The problem, he said, is that many of the contracting officers he works with in various agencies do not understand the small-business set-aside process. He is not the only one who has made that observation.

In one of the GAO’s rulings last fall, General Counsel Lynn H. Gibson noted that the Veterans Administration, for instance, has repeatedly failed to set aside contracts reserved for small firms, later suggesting that contracting officers have demonstrated “a fundamental misunderstanding of the agency’s obligations” under contracting laws.

Charles Baker, who owns an electrical company that services the Defense Department, said his firm has suffered from similar contract classification errors. In many cases, he said, contracts that fall into the $3,000-to-$150,000 range are offered for general solicitation rather than reserved for small firms.

“The system is fundamentally broken, and it can destroy a small company like mine,” Baker, who owns MCB Lighting & Electric in Owings, Md., said. “There is no compliance with the laws, no enforcement.”
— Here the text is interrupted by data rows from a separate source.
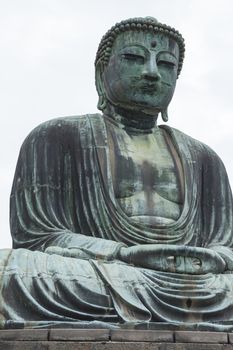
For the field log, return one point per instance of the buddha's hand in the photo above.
(172, 258)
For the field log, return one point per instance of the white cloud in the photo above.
(47, 54)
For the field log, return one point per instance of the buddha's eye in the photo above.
(165, 63)
(133, 58)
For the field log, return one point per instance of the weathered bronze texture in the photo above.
(115, 220)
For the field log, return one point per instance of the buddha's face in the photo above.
(142, 71)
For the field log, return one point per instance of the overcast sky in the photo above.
(47, 53)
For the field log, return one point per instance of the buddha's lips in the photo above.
(151, 87)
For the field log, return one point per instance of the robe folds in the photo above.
(63, 196)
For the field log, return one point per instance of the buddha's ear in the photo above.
(99, 71)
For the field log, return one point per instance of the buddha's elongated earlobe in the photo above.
(164, 115)
(102, 102)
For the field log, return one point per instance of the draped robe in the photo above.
(63, 196)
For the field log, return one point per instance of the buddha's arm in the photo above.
(172, 258)
(49, 201)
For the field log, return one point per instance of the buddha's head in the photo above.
(137, 64)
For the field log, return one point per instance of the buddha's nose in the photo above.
(151, 71)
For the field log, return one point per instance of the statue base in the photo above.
(105, 339)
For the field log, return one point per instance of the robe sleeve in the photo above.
(47, 204)
(217, 208)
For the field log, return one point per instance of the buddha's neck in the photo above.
(131, 121)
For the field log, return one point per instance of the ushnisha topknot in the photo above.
(147, 24)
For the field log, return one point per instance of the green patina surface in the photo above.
(115, 220)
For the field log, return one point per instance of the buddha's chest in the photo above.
(144, 163)
(145, 175)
Maureen Schumann, a spokeswoman for the Defense Department, said Baker’s comment “clearly illustrates some of the frustrations felt by our industrial base” and that the agency is taking measures to “ensure that the right policies, procedures and programs are in place to increase contracting opportunities for small businesses.”

“We are constantly analyzing data and the [department] is using every available regulation to identify specific contracts that can be set aside for small businesses” Schumann said.

She noted that the department contracted with small businesses on 68 percent of contracts in the $3,000-to-$150,000 range last year, an increase from 2011.